# SPHNet

**Repository Path**: mirrors_microsoft/SPHNet

## Basic Information

- **Project Name**: SPHNet
- **Description**: Official implement of SPHNet
- **Primary Language**: Unknown
- **License**: MIT
- **Default Branch**: main
- **Homepage**: None
- **GVP Project**: No

## Statistics

- **Stars**: 0
- **Forks**: 0
- **Created**: 2025-06-05
- **Last Updated**: 2026-02-21

## Categories & Tags

**Categories**: Uncategorized

**Tags**: None

## README

# NOTE: Repository archived

This repository is not being maintained. Please use at your own risk and contact the paper author directly for any questions.

# Introduction
Welcome! This repository is the official implementation of SPHNet in the ICML'25 paper: [Efficient and Scalable Density Functional Theory Hamiltonian Prediction through Adaptive Sparsity](https://arxiv.org/abs/2502.01171). 
This repository also contains the official implementation of [Enhancing the Scalability and Applicability of Kohn-Sham Hamiltonian for Scalable Molecular Systems](https://openreview.net/forum?id=twEvvkQqPS).

![](SPHNet.png)

SPHNet is an efficient and scalable equivariant network that incorporates adaptive SParsity into Hamiltonian prediction task. SPHNet employs two innovative sparse gates to selectively constrain non-critical interaction combinations, significantly reducing tensor product computations while maintaining accuracy. 


# Setup environment
## Local environment
By running the following command, you will create a virtual environment with all the necessary packages to run the code.
Note that it is better to use CUDA driver more than 520, due to the requirement of the package `CUDA Toolkit 12`.
```bash
conda env create -n sphnet -f environment.yaml
conda activate sphnet
```

# Data preparation
Before training, you need to preprocess the data into our custom format to maximize model performance. 

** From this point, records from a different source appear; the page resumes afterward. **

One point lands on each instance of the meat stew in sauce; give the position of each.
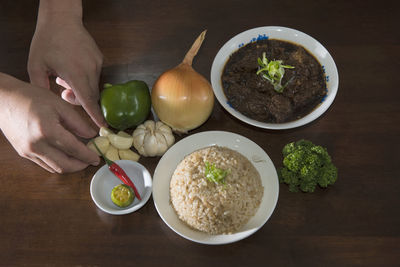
(255, 97)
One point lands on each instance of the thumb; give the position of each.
(38, 76)
(72, 121)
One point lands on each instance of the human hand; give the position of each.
(61, 46)
(42, 127)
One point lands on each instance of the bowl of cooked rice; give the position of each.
(215, 187)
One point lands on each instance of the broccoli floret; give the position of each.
(305, 165)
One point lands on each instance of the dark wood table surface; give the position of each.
(49, 219)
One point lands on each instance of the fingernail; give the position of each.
(93, 132)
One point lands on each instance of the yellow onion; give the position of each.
(182, 98)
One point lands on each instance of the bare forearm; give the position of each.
(67, 10)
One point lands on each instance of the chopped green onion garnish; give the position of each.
(214, 174)
(273, 71)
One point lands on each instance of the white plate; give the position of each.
(246, 147)
(104, 181)
(286, 34)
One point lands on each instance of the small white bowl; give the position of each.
(285, 34)
(104, 181)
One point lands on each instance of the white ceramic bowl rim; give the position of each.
(104, 181)
(286, 34)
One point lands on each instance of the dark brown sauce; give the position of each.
(255, 97)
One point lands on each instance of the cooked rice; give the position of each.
(210, 207)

You can generate well-formed data with below command for md17 and qh9 dataset or modify this file to preprocess your own dataset. We support original data file in both lmdb and mdb format. 
    
```bash
python src/dataset/preprocess_data.py --data_name qh9_dynamic_mol --input_path /path/to/original/QH9Dynamic --output_path /path/to/preprocessed/qh9/dynamic/data.mdb
```

For data_name we support qh9_stable/dynamic_split (such as qh9_dynamic_mol). For input_path, set the folder path where you put the QH9Dynamic/QH9Stable folder. We also provide an example data in the ./example_data folder, which is a small subset of qh9_stable_iid. You can skip the preprocess and set the dataset-path to ./example_data/data.lmdb to fast train and test model.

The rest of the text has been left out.